Deutsche Lösung soll her

Die Lufthansa ist an Air Berlin sehr interessiert, entsprechende Gespräche der Frankfurter mit dem Air-Berlin-Großaktionär Etihad sollen bereits laufen. Auch die Politik unterstützt nach Informationen des "Handelsblatt" eine deutsche Lösung.

Die angeschlagene Airline vermietet ab dem kommenden Jahr 38 ihrer Jets an die Lufthansa-Töchter Eurowings und Austrian und hat zudem 33 Flugzeuge an einen neuen Ferienflieger in Österreich, der aus Niki und Tuifly gebildet werden soll, ausgegliedert.

Damit stellt sich für alle Beteiligten die bange Frage, ob der verbleibende Air-Berlin-Rumpf mit 75 Maschinen an den Drehkreuzen Düsseldorf und Berlin allein überlebensfähig sein kann.

Air Berlin soll Fernangebot von Eurowings ausbauen

Das Zutrauen ist angesichts der angespannten finanziellen Lage der offensichtlich nicht sehr groß. "Zunächst geht es erst einmal um die Absicherung des Wet-Lease-Geschäfts", sagte Luftverkehrsberater Gerald Wissel. Winkelmann werde dafür sorgen, dass Eurowings und Austrian bei dem Leihgeschäft mit 38 Jets keine bösen Überraschungen erlebten. Lufthansa-Chef Carsten Spohr hat zudem deutliches Interesse an den 14 Langstrecken-Jets vom Typ A330 der Air Berlin erkennen lassen, mit deren Hilfe operative Probleme beim noch dünnen Fernangebot der Billigtochter Eurowings gelöst werden könnten.

Die starken Gewerkschaften bei der Lufthansa sehen das Zusammenrücken der beiden Airlines mit gemischten Gefühlen. Bei Eurowings kommen die zusätzlichen Air-Berlin-Maschinen nämlich nicht obendrauf, wie es der Konzern zunächst in seiner Wachstumsstory angekündigt hatte. Stattdessen werden 20 ziemlich betagte Jets der Germanwings stillgelegt und ihre teuren Besatzungen zur Lufthansa-Mutter transferiert. Das habe man immerhin mit guten Sozialplänen abgesichert, sagt der Chef der Kabinengewerkschaft Ufo, Nicoley Baublies.

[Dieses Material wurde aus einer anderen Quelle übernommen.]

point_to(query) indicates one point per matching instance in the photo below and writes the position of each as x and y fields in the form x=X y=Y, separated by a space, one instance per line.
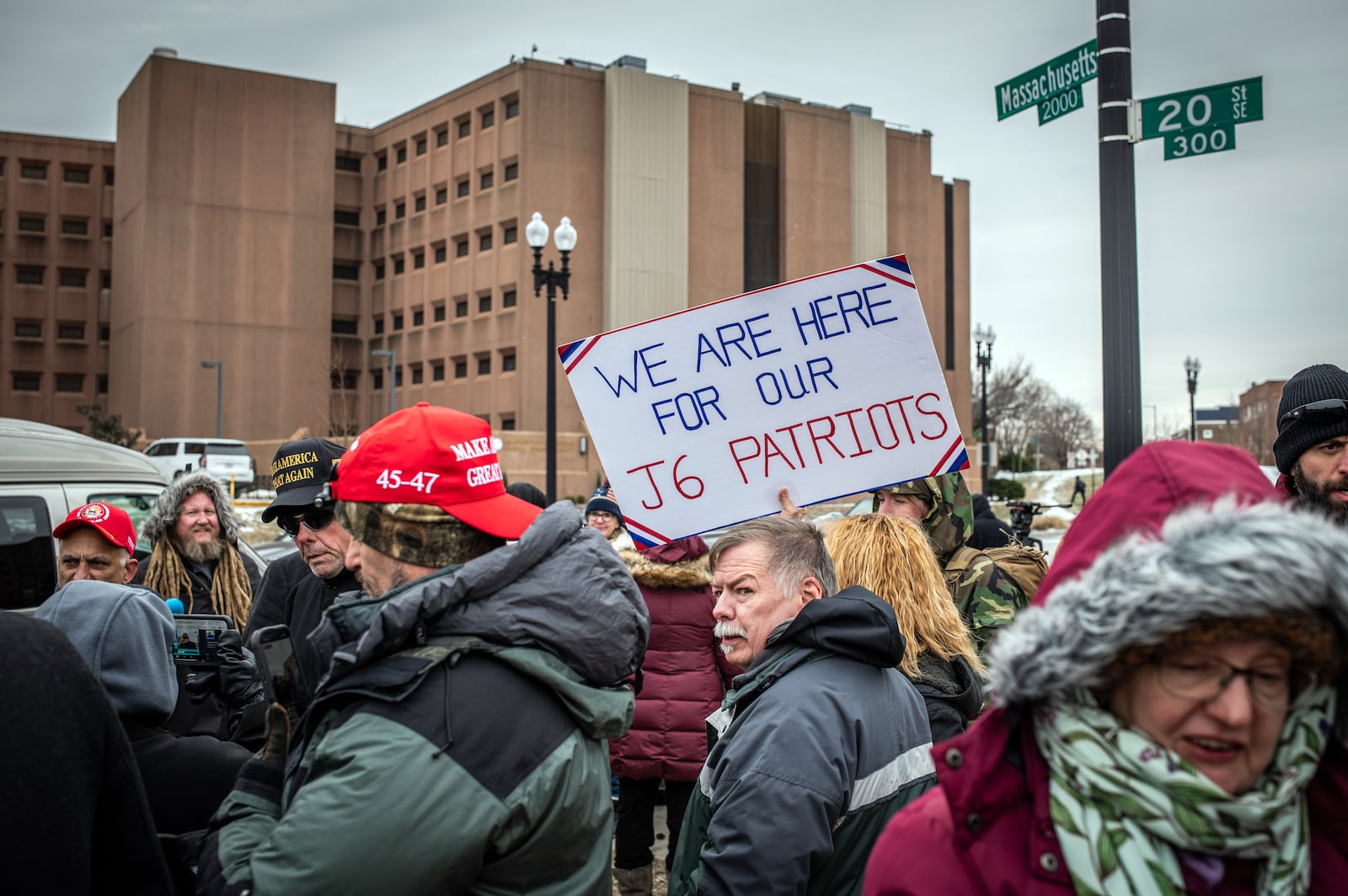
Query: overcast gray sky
x=1235 y=251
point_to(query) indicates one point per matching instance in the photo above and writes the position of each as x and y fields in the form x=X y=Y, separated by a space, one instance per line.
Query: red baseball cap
x=112 y=523
x=435 y=456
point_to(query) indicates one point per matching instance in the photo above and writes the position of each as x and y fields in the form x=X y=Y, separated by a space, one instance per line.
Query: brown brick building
x=249 y=229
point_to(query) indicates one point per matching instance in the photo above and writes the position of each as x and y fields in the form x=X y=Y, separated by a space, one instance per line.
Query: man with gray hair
x=819 y=743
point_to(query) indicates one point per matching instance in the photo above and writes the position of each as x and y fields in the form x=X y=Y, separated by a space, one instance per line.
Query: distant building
x=233 y=221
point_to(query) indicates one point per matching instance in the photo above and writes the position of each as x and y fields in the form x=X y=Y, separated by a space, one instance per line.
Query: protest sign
x=826 y=386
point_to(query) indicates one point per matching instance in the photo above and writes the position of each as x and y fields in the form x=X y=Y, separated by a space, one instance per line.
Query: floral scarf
x=1122 y=805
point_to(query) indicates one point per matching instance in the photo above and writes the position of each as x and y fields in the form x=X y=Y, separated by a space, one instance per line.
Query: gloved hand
x=235 y=680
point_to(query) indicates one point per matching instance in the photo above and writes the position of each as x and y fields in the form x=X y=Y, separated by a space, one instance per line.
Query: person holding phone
x=456 y=741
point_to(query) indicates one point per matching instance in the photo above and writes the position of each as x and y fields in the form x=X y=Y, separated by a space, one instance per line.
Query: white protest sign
x=826 y=386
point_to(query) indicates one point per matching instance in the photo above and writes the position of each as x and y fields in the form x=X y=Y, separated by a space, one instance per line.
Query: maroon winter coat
x=986 y=828
x=684 y=675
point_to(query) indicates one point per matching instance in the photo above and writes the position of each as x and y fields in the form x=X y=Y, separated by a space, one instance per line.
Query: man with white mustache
x=821 y=739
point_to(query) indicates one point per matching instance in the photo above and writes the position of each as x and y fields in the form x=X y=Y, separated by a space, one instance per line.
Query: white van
x=224 y=458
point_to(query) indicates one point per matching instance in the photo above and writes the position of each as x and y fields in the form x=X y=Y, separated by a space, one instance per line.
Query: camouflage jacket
x=987 y=599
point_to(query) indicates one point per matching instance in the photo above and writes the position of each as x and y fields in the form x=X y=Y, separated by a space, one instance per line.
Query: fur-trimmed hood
x=163 y=515
x=1226 y=563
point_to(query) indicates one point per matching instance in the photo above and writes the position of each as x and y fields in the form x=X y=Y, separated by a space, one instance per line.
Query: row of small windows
x=31 y=381
x=35 y=275
x=37 y=170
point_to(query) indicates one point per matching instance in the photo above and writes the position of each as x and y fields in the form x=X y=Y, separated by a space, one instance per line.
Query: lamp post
x=220 y=392
x=1190 y=370
x=984 y=336
x=393 y=377
x=565 y=239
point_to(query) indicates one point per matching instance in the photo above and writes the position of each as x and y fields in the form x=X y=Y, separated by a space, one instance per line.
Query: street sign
x=1233 y=103
x=1041 y=83
x=1062 y=104
x=1213 y=138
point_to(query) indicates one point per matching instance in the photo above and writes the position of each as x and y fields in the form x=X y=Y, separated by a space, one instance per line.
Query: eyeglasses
x=1323 y=411
x=1199 y=677
x=313 y=520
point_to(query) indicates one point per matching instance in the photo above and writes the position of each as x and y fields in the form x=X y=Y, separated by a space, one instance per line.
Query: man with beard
x=195 y=558
x=1312 y=445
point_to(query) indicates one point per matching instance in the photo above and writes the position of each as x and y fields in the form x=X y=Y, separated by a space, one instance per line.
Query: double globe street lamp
x=536 y=233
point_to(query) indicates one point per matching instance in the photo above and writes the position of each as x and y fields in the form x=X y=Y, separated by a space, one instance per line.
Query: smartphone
x=275 y=657
x=195 y=637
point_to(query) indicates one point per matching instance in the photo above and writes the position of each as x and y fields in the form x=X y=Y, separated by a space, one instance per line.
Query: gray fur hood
x=163 y=515
x=1226 y=563
x=561 y=588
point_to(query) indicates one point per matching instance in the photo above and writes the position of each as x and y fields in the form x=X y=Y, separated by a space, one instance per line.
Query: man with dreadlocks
x=195 y=557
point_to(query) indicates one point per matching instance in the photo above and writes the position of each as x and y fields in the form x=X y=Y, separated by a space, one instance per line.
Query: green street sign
x=1062 y=104
x=1041 y=83
x=1213 y=138
x=1235 y=103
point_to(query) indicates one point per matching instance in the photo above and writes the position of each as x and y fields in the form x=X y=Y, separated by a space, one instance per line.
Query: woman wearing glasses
x=1161 y=713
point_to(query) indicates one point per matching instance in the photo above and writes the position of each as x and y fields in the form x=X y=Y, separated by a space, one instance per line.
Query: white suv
x=224 y=458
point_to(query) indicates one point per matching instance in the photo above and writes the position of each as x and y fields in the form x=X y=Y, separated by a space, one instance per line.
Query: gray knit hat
x=1316 y=383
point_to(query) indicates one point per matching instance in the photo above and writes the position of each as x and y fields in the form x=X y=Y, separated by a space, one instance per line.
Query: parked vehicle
x=224 y=458
x=45 y=473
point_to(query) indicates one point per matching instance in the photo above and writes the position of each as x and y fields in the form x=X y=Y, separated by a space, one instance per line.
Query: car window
x=27 y=561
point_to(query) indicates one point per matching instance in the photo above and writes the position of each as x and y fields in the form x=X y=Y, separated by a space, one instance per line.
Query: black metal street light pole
x=1190 y=371
x=565 y=239
x=984 y=337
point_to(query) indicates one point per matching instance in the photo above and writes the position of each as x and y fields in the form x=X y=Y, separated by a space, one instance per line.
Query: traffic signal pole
x=1118 y=237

Marktbereinigung im eigenen Stil

Lufthansa will hier die etwas niedrigere Kostenstruktur der samt Besatzungen geleasten Air-Berlin-Jets nutzen, um das Gesamtangebot auszudünnen und so den Markt im eigenen Sinne zu bereinigen. Die Probleme mit der Pilotengewerkschaft Vereinigung Cockpit (VC) werden dadurch aber auch nicht kleiner, denn die sieht sich auch in den Cockpits der Air Berlin "gut bis sehr gut organisiert", wie ihr Sprecher Markus Wahl sagt. Die VC dürfte es daher bei einer engeren Zusammenarbeit als ihre wichtigste Aufgabe ansehen, die Tarife anzugleichen, und zwar möglichst auf dem höheren Lufthansa-Niveau.

Bei einer weitergehenden Integration der restlichen Air Berlin in den Lufthansa-Konzern sind aber noch viele weitere Fragen ungeklärt. Da sind der Schuldenberg der Berliner Gesellschaft von rund einer Milliarde Euro und die kartellrechtlichen Probleme auf zahlreichen Strecken, die bisher noch von Lufthansa und Air Berlin in Konkurrenz angeboten werden. Laut "Handelsblatt" haben besonders Landespolitiker aus Bayern und Nordrhein-Westfalen hohes Interesse daran gezeigt, das bisherige Angebot an ihren Flughäfen aufrechtzuerhalten.

Kartellrechtlich gelegen könnte das stark ausgeweitete Angebot der aggressiven Billigflieger Ryanair und Easyjet kommen, die ihrerseits keine kriselnden Gesellschaften übernehmen wollen. Ryanair-Chef Michael O'Leary hatte als einer der ersten prophezeit, dass die Air-Berlin-Reste letztlich bei der Lufthansa landen würden.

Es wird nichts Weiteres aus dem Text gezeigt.